More importantly, given the policy debate raging in Congress and at the Education Department, the enrollment numbers don't show how much federal financial aid money is flowing to students at the institutions, which reports in the last year have revealed to be about a quarter of all Pell Grant and federal loan funds.

The vast sums of federal financial aid flowing to students at the institutions -- coupled with the fact that those students emerge with significantly greater debt burdens than do students at other types of colleges, and are less likely to repay their loans -- have contributed to the ramped-up scrutiny that the Obama administration and Senate Democrats have imposed on the institutions over the past year-plus. That scrutiny has in turn generated damaging revelations about questionable, and sometimes illegal, recruiting practices at some institutions.

In that context, the burgeoning number of students enrolling in for-profit institutions may very much be a double-edged sword, argued Kinser of Albany.

"The data in this report, with a growth curve that you need calculus to understand, show that the for-profits are being very successful in bringing in new students, in generating demand," he said. "From a policy perspective, we have generally argued that more access to higher education is good. But we're now adding a caveat, which is that it's not just about getting in, it's about graduating, and coming out with something that lets you repay your loans."

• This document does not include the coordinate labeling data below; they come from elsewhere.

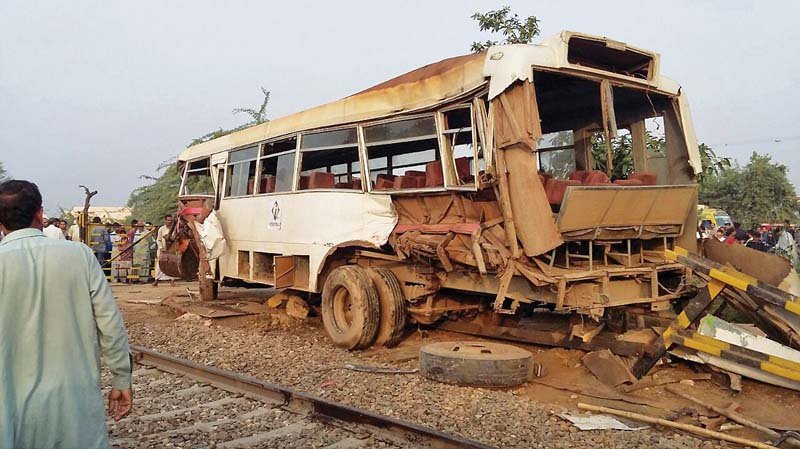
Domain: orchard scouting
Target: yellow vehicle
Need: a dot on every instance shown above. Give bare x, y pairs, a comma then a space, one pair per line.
438, 197
712, 218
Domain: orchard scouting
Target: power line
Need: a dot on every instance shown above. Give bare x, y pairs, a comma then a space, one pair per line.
754, 141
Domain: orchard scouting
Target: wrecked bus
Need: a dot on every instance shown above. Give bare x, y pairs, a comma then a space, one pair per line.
439, 197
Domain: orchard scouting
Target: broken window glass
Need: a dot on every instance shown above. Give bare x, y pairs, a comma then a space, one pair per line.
277, 166
197, 179
458, 134
556, 153
241, 172
329, 160
404, 154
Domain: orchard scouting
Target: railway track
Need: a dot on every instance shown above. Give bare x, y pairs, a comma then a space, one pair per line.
179, 403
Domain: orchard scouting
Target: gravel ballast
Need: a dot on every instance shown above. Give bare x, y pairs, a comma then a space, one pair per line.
302, 357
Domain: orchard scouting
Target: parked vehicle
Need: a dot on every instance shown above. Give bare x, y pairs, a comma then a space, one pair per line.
712, 218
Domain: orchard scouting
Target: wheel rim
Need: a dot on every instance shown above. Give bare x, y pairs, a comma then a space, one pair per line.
342, 309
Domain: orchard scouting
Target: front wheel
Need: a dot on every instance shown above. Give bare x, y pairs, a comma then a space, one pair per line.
350, 307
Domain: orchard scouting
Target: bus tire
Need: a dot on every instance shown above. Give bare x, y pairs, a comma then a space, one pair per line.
476, 363
350, 307
392, 322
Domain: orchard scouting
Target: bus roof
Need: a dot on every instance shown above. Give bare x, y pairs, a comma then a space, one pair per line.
441, 81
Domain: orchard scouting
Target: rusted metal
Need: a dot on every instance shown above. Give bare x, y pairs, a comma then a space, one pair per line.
302, 402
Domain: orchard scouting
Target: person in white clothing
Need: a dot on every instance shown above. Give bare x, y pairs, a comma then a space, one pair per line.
52, 231
75, 233
161, 244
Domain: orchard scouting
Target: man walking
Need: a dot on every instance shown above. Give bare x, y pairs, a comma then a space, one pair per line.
161, 244
52, 231
55, 323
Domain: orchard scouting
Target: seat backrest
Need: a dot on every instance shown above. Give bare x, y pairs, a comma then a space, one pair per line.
579, 175
416, 177
433, 174
384, 182
648, 178
596, 178
267, 184
321, 180
464, 169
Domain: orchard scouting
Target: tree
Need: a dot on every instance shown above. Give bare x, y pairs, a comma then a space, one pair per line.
151, 202
621, 152
258, 116
756, 193
514, 30
713, 165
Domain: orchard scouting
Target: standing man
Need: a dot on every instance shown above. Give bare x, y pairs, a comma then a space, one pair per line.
161, 245
52, 231
55, 323
99, 240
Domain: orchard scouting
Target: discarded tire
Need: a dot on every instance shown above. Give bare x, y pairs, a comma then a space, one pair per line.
350, 307
392, 322
476, 363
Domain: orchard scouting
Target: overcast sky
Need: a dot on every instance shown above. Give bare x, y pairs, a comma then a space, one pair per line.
101, 92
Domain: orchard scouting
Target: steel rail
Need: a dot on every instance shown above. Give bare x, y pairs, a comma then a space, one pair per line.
300, 402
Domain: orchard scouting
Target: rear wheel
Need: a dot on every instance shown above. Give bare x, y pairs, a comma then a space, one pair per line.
350, 307
393, 307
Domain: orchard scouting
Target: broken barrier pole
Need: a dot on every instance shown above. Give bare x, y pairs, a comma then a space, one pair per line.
686, 318
720, 277
769, 363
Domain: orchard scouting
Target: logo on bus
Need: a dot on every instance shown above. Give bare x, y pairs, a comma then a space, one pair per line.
275, 217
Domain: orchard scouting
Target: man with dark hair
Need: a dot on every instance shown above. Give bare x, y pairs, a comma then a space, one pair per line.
55, 323
99, 239
739, 234
52, 231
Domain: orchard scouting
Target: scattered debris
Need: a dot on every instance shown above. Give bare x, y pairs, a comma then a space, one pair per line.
380, 370
608, 368
276, 300
731, 414
599, 422
653, 382
675, 425
599, 392
296, 307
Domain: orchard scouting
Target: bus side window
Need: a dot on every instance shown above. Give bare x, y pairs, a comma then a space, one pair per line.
404, 154
197, 179
277, 166
458, 135
241, 172
329, 160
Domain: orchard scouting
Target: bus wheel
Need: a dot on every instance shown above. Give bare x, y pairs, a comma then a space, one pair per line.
393, 307
350, 307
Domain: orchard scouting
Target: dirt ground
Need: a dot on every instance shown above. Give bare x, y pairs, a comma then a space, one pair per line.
564, 381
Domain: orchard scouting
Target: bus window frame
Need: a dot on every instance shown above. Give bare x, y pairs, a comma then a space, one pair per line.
299, 158
450, 175
228, 164
184, 175
365, 152
261, 156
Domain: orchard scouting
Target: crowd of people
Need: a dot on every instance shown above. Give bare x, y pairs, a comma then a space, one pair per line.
781, 239
55, 324
130, 253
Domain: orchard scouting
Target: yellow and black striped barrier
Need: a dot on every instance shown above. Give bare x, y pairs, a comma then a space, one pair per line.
720, 278
769, 363
736, 279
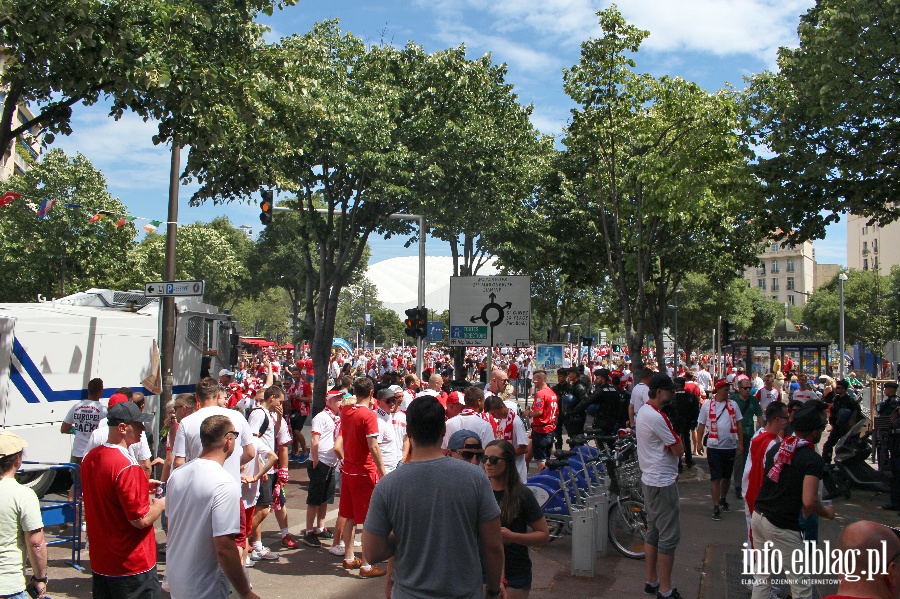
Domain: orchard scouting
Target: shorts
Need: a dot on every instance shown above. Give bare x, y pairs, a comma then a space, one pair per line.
265, 491
356, 492
240, 539
297, 421
663, 517
321, 484
541, 444
721, 462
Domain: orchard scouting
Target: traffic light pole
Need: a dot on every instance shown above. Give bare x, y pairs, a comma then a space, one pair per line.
420, 342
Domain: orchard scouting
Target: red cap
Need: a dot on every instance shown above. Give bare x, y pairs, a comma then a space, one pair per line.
117, 398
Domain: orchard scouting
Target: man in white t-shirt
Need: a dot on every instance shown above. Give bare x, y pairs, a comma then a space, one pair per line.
726, 439
321, 467
511, 429
639, 395
471, 418
83, 418
768, 393
188, 445
140, 451
658, 451
203, 504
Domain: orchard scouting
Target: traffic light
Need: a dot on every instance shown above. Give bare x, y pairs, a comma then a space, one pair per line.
410, 322
421, 323
266, 205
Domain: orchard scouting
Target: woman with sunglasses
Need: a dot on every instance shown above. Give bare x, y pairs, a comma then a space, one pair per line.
519, 512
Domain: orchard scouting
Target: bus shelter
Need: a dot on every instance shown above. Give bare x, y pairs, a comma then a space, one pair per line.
758, 355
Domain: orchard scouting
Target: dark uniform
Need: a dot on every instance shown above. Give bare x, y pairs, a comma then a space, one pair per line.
889, 407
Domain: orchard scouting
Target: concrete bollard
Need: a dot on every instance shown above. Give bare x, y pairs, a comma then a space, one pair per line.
584, 542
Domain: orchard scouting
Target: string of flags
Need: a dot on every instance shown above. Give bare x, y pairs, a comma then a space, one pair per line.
43, 212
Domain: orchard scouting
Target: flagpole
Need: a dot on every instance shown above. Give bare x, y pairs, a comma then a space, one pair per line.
168, 332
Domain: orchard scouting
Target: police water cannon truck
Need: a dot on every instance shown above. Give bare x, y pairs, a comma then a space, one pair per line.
49, 350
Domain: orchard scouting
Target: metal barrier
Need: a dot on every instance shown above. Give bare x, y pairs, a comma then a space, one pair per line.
65, 512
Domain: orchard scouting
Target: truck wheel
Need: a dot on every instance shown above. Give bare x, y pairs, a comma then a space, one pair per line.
38, 481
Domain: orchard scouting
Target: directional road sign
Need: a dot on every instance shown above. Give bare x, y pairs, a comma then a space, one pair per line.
174, 288
485, 310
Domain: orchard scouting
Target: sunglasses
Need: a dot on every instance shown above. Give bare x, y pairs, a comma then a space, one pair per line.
469, 455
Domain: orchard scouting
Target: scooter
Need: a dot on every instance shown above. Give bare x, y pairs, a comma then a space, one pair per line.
851, 469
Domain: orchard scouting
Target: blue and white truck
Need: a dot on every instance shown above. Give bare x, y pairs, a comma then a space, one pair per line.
49, 350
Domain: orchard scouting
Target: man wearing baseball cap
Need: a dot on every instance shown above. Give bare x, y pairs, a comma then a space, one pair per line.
119, 512
21, 526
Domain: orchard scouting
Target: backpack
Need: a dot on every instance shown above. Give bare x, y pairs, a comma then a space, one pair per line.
265, 425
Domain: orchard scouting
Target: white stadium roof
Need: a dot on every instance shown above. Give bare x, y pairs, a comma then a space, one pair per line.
397, 282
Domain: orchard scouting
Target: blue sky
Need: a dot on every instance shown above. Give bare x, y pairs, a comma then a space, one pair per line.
712, 42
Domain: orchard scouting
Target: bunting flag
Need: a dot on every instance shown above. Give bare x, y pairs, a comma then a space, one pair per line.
8, 198
43, 211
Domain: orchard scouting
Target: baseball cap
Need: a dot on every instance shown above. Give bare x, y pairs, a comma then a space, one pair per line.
117, 398
464, 440
11, 444
125, 413
661, 382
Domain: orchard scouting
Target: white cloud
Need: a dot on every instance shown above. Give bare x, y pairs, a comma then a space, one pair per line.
719, 27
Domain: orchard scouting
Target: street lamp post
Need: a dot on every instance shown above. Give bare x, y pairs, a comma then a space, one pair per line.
841, 278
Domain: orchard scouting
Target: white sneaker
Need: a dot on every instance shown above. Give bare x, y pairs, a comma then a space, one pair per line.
265, 554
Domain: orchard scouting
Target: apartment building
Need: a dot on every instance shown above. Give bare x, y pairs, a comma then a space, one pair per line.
786, 272
870, 247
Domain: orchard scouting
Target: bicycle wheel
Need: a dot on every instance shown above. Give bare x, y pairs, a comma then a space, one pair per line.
628, 527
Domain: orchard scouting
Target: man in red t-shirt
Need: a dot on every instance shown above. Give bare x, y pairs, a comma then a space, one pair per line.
543, 418
118, 511
360, 471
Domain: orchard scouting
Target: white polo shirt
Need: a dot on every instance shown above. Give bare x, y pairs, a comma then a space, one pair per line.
659, 467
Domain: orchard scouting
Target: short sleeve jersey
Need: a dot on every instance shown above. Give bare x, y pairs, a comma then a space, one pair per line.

And from that standpoint, Kinser argued, the enrollment data in the Education Department report offer worrisome signs, since they show huge and rapid increases in the numbers of students flowing into institutions that, according to the department's recently published loan repayment rates, were by far the least likely to produce loan-repaying graduates. The loan repayment statistics, published to support the Obama administration's proposed "gainful employment" regulations, showed 36 percent of students at for-profit institutions to be paying off the principal on their loans, compared to 54 percent of students at public institutions and 56 percent at independent nonprofit colleges.

"There are now a million more students [in for-profit colleges] than there were at the time those [loan repayment rates] were calculated -- that's a huge number of students who are moving through a system that we're just beginning to understand the implications of," Kinser said. "And it's an enormous number of students if we can't rely on people being able to get employment in the work force that's sufficient to repay their loans."